So there are some definite benefits to being the second child. The chance to do stuff earlier than your big sister. Getting carried a lot. Hand me down toys and clothes that are barely used.
And then there are some major drawbacks.
Like sitting in waiting rooms while your older sibling is off having fun.
Poor Reagan is my waiting kid.
Madison is what I call my Renaissance Preschooler. She wants to try absolutely everything. This fall she is doing dance, gymnastics, science class, cooking, and library storytime (among others). All of these programs are drop off classes for preschool aged kids.
Drop off classes are awesome in many ways. If Madison getting dropped off left me alone for the duration of the class, I would love them even more. The issue I have is that although I'm dropping one kid off, I still have a two year old hanging out with me.
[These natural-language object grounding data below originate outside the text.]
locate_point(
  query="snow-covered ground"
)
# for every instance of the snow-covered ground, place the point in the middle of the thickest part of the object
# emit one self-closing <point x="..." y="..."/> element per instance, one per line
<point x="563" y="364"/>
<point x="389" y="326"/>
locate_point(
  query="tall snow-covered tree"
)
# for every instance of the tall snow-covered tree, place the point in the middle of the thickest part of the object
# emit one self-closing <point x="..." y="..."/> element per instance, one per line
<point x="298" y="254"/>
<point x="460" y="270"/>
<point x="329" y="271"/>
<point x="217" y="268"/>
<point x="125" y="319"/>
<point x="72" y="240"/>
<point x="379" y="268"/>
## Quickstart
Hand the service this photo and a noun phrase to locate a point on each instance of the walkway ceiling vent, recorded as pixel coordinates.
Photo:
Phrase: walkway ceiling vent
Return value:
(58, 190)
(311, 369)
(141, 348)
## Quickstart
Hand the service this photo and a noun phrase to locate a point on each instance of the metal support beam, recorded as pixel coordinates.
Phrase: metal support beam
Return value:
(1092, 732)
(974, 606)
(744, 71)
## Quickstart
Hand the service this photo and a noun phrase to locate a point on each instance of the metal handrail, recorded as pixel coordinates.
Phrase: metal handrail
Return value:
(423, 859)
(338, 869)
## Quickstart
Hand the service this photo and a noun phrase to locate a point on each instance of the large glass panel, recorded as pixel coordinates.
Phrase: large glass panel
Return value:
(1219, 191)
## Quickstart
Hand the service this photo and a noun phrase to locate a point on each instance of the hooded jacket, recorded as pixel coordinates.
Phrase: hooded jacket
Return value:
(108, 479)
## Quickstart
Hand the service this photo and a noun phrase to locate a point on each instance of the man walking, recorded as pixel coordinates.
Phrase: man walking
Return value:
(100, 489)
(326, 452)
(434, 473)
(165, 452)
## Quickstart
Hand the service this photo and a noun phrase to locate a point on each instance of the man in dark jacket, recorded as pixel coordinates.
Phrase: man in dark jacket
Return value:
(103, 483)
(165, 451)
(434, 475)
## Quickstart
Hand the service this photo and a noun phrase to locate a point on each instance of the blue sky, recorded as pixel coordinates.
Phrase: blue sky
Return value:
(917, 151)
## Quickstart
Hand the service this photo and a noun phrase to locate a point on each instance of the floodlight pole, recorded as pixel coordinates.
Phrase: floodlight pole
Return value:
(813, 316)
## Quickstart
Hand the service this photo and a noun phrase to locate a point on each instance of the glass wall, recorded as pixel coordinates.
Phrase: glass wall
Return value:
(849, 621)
Reagan has spent approximately 700 hours of her young life killing time, waiting for her sister to finish underwater basket weaving, or polo for preschoolers, or whatever it is that Madison is doing.
Seven hundred hours.
Reagan obviously comes with us when we drop Madison off. She tries to run in with the class about half the time, because whatever Madison is doing looks like fun, but usually she will say goodbye and wave as Madison disappears into her class. When she was a baby, she used to sit contentedly in her carrier or on a blanket. And then she started moving.
Then comes the really hard part. What do you do with the wait when you have a toddler who doesn't idle well?
Reagan doesn't idle well. Trust me. The child needs to be involved in something, or sleeping. There is no middle ground.
I have determined, through many, many dropoff classes, that the absolute worst length for a drop off class is forty-five minutes. It doesn't make sense to go home, and it's not enough time to run any real errands. It would be nice if it was just me, sitting with my Kindle or a magazine. But for my waiting kid, it's just too long.
Anything an hour or more means we get our butts out of there and run errands. There is no way we're staying for a two hour dance class or a ninety minute cooking class. We find stuff to do. Last year dance was an hour, and we tried to stay in the waiting room, but despite all my best efforts, it was a disaster. If it's an hour class, we are out of the there.
Anything a half hour or under can be dealt with. We bring the iPad, which has plenty of activities that don't require WiFi. I bring a special "treat" that is only for waiting rooms and that Madison doesn't get. The "Madison doesn't get this" is key for enjoyment. It's apparently no fun to enjoy a fun sized bag of m&ms if your sister is going to get one when she's finished.
Each girl has her own busy bag that we bring to restaurants, doctor's appointments where we'll spend time waiting in a completely uninteresting exam room, and for time killing. I make sure to switch out Reagan's stuff frequently because she uses hers much more than Madison. Right now it's loaded with coloring pages, stickers, an iSpy book and a "magic" marker and book.
Sometimes all Reagan wants to do is "take a walk", and sometimes we can make that happen. Dance is located about five minutes from a beautiful walking trail. Unless it's raining or freezing cold, we can walk without issue. Gymnastics is located in a warehouse park next to the train tracks. Unless we're taking a walk in an industrial parking lot, it probably isn't happening.
And if all else fails, I can throw a show on the car DVD player and idle for a few minutes before I feel like I'm wasting gas and/or killing my battery.
But forty five minutes? That's the killer.
That rundown of activities seems to completely time out at about thirty ONE minutes. So minutes thirty-two through forty-five are a high stress battle of "don't touch that" and "you can't climb over people" and "ok, we're almost done!" and "no, now it's too late to take a walk/start a movie". Forty-five minutes is when Reagan's little body just can't sit nicely in an office chair anymore, no matter what is lurking in her busy bag. And forty-five minutes isn't long enough to leave and run an errand. Trust me. I've tried.
But the beauty of toddler time is that every stage, no matter how endless it seems when you are in it, is fleeting. It won't be long before Reagan is getting dropped off at activities of her own. It won't be long before she's content to amuse herself with the iPad and I'm arguing with her to turn it off after forty-five minutes. Her attention span will get longer, her waiting time will get shorter.
And I'll be the one smiling contentedly with the magazine.